Aziz avait été des décennies durant le chef de la diplomatie irakienne
sur la scène internationale et s’était volontairement rendu en 2003 aux
autorités militaires américaines. De toute évidence, il se croyait protégé
par sa réputation de longue date sur la scène internationale, dont ses
relations diplomatiques avec plusieurs gouvernements américains.
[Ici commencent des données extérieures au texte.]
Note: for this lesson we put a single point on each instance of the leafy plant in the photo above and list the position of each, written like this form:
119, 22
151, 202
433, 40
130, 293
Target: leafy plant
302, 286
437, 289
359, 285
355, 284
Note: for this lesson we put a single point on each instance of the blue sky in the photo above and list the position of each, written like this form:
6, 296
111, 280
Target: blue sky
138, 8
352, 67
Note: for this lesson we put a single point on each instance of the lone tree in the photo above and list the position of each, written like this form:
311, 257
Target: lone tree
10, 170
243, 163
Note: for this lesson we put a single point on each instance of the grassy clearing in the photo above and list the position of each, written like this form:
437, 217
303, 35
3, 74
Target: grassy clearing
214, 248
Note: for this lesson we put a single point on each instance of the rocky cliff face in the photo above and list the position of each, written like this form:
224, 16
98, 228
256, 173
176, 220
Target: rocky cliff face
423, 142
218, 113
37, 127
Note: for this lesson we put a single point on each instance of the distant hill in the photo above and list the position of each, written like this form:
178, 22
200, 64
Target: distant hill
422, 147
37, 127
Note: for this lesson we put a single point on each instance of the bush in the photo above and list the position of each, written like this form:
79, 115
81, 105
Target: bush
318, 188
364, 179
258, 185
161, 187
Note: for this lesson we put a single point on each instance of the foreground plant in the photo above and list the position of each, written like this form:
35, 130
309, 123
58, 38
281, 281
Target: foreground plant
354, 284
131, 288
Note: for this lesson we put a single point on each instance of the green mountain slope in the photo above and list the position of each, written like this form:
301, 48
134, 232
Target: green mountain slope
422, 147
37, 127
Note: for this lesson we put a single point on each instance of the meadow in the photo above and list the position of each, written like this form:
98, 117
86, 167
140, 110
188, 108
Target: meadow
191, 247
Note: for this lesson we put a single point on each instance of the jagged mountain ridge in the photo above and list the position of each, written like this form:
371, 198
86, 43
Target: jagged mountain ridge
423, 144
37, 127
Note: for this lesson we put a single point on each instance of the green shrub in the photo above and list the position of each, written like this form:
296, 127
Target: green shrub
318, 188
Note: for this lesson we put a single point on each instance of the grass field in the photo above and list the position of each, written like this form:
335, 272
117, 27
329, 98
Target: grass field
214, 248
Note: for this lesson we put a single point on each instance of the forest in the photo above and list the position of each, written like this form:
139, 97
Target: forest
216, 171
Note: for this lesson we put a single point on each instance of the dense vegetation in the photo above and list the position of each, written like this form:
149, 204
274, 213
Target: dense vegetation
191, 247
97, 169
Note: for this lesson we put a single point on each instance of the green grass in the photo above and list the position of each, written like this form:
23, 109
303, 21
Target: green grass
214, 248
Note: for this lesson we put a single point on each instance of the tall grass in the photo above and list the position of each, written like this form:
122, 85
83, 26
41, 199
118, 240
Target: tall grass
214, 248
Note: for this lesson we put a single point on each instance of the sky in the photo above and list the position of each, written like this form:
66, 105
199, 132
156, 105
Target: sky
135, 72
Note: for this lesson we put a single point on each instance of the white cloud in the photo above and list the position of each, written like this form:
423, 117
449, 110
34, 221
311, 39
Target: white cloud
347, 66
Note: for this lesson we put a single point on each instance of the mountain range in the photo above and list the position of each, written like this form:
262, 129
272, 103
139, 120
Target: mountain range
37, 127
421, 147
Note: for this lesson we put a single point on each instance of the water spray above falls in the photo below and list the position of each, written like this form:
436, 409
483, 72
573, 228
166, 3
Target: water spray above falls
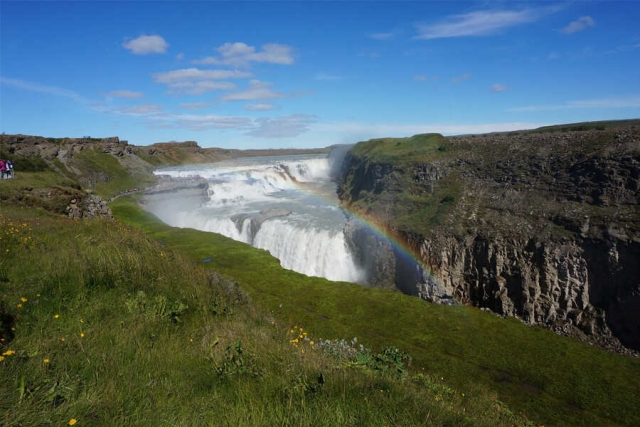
286, 205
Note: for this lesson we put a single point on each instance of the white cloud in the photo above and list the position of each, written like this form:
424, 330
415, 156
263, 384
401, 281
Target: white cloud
282, 127
194, 81
241, 55
323, 76
458, 79
480, 23
631, 102
376, 130
257, 90
425, 78
198, 88
145, 45
197, 74
381, 36
580, 24
369, 54
36, 87
195, 122
125, 94
552, 56
260, 107
138, 110
194, 105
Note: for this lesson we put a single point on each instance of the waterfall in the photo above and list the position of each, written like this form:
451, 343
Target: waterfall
286, 205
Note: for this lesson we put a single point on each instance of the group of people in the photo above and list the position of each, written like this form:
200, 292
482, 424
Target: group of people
6, 169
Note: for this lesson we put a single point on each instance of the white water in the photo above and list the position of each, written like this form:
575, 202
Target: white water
286, 205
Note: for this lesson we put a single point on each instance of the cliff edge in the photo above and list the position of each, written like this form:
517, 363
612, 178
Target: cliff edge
540, 225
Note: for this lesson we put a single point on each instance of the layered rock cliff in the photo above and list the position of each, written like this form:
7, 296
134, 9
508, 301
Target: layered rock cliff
544, 227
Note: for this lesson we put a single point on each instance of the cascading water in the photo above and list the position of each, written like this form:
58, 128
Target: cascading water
286, 205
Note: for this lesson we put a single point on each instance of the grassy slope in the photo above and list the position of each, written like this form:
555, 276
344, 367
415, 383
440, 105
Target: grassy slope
553, 379
135, 366
106, 326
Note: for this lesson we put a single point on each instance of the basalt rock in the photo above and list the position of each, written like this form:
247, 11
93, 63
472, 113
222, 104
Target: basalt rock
91, 206
544, 227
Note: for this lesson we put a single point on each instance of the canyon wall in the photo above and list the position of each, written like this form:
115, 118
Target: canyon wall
544, 227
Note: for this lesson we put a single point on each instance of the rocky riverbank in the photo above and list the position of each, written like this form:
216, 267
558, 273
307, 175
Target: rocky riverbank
544, 227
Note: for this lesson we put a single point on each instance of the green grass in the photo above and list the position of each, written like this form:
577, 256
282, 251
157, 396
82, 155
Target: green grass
110, 176
554, 380
106, 326
402, 151
155, 336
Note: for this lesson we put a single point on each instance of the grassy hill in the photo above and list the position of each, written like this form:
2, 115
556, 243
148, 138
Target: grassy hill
133, 322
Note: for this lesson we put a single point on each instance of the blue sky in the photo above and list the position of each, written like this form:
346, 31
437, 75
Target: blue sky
311, 74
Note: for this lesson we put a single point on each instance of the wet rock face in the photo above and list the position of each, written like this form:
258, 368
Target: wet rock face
544, 283
544, 227
91, 206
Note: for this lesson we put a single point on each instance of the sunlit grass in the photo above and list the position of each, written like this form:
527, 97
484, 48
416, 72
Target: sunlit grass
104, 326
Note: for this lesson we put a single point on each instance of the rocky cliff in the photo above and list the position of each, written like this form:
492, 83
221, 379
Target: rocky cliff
542, 226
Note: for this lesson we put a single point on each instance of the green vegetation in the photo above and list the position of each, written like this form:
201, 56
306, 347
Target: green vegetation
106, 174
133, 322
584, 126
403, 151
105, 326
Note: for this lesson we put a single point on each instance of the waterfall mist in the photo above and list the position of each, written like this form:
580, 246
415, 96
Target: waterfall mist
286, 205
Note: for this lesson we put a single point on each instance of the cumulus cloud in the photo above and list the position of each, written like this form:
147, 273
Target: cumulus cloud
194, 105
630, 102
138, 110
282, 127
458, 79
257, 90
145, 45
195, 122
369, 54
260, 107
194, 81
499, 88
125, 94
374, 130
240, 54
323, 76
479, 23
552, 56
580, 24
381, 36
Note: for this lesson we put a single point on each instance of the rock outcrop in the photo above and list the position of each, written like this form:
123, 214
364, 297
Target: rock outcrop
50, 148
89, 207
544, 227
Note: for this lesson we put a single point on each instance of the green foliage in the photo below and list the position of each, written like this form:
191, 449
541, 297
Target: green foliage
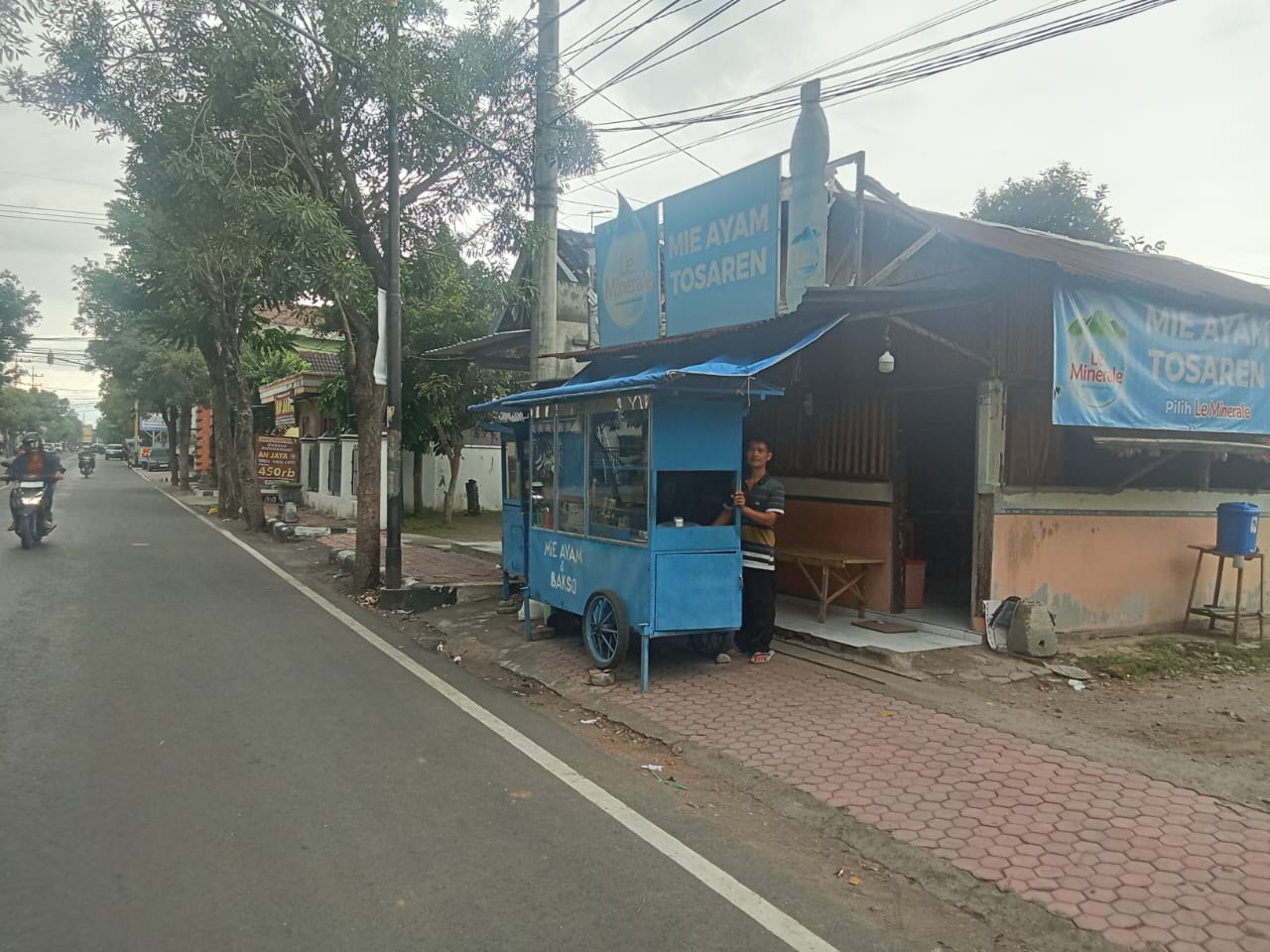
139, 365
448, 301
1062, 202
17, 18
18, 313
37, 411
Au lieu de cela, ce malade de 74 ans a dû purger plus de sept ans de
prison en isolement, d’abord aux mains de l’armée américaine dans le camp de
détention Cropper situé près de l’aéroport international de Bagdad puis,
plus récemment, aux mains des forces de sécurité irakiennes. Lorsqu’en
juillet dernier les forces d’occupation américaines ont remis Aziz au
gouvernement irakien, il a confié à son avocat, « Je suis sûr qu’ils vont me
tuer. »
Aziz avait déjà été condamné à des peines de prison totalisant 22 ans sur
la base d’allégations d’implication dans l’exécution de commerçants accusés
de manipulation des prix durant l’embargo USA/ONU à l’encontre de l’Irak et
dans la répression de l’opposition kurde dans le Nord du pays.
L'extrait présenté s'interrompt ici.